Bug 1844496

Summary: [Containerized UPGRADES] Upgrade from 4.0 to 4.1 on RHEL 8 fails due to error on set_fact ceph_osd_image_repodigest_before_pulling
Product: [Red Hat Storage] Red Hat Ceph Storage Reporter: Mike Hackett <mhackett>
Component: Ceph-AnsibleAssignee: Dimitri Savineau <dsavinea>
Status: CLOSED ERRATA QA Contact: Sunil Angadi <sangadi>
Severity: urgent Docs Contact:
Priority: high    
Version: 4.1CC: aschoen, assingh, ceph-eng-bugs, dsavinea, gabrioux, gmeno, gsitlani, hmoller, hyelloji, jbrier, jelopez, lithomas, nthomas, pcfe, rmahique, sangadi, tpetr, tserlin, vashastr, vereddy, vumrao, ykaul
Target Milestone: z1Keywords: Reopened, Upgrades
Target Release: 4.1   
Hardware: Unspecified   
OS: Unspecified   
Whiteboard:
Fixed In Version: ceph-ansible-4.0.24-1.el8cp, ceph-ansible-4.0.24-1.el7cp Doc Type: Bug Fix
Doc Text:
.Upgrading a containerized cluster from 4.0 to 4.1 on {os-product} 8.1 no longer fails Previously, when upgrading a {storage-product} cluster from 4.0 to 4.1 the upgrade could fail with an error on `set_fact ceph_osd_image_repodigest_before_pulling`. Due to an issue with how the container image tag was updated, `ceph-ansible` could fail.
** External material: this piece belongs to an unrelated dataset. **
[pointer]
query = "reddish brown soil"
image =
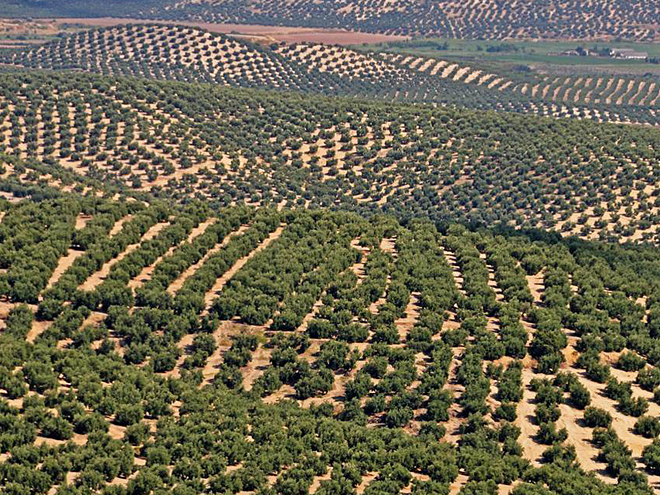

In {storage-product} 4.1z1 `ceph-ansible` has been updated so it no longer fails and upgrading works as expected.
Story Points: ---
Clone Of: Environment:
Last Closed: 2020-07-30 15:05:11 UTC Type: Bug
Regression: --- Mount Type: ---
Documentation: --- CRM:
Verified Versions: Category: ---
oVirt Team: --- RHEL 7.3 requirements from Atomic Host:
Cloudforms Team: --- Target Upstream Version:
Embargoed:
Bug Depends On:    
Bug Blocks: 1816167    

Description Mike Hackett 2020-06-05 14:28:18 UTC
Description of problem:
When upgrading a containerized (podman) cluster from RHCS 4.0 to RHCS 4.1 on RHEL 8 the upgrade fails when reaching the OSD's with the following error:

TASK [ceph-container-common : set_fact ceph_osd_image_repodigest_before_pulling] *************************************************************************************************************************************************************
Friday 05 June 2020  19:37:35 +0530 (0:00:00.070)       0:08:21.175 *********** 
fatal: [ceph4node1.example.com]: FAILED! => 
  msg: |-
    The task includes an option with an undefined variable. The error was: None has no element 0
  
    The error appears to be in '/usr/share/ceph-ansible/roles/ceph-container-common/tasks/fetch_image.yml': line 137, column 3, but may
    be elsewhere in the file depending on the exact syntax problem.
  
    The offending line appears to be:
  
  
    - name: set_fact ceph_osd_image_repodigest_before_pulling
      ^ here

The monitor containers upgrade successfully, we do not fail until the OSD's are attempted to be upgraded.


Cluster was installed on RHCS 4.0 3 days ago following the Ceph documentation when 4-20 image was latest. Upgrade was attempted following the documentation without diverting, and the upgrade failed at this step.

A customer has encountered this issue as well as a field resource in his home lab, so this is 3rd reproduction so far reported.

Comment 17 errata-xmlrpc 2020-07-20 14:21:41 UTC
Since the problem described in this bug report should be
resolved in a recent advisory, it has been closed with a
resolution of ERRATA.

For information on the advisory, and where to find the updated
files, follow the link below.

If the solution does not work for you, open a new bug report.

https://access.redhat.com/errata/RHSA-2020:3003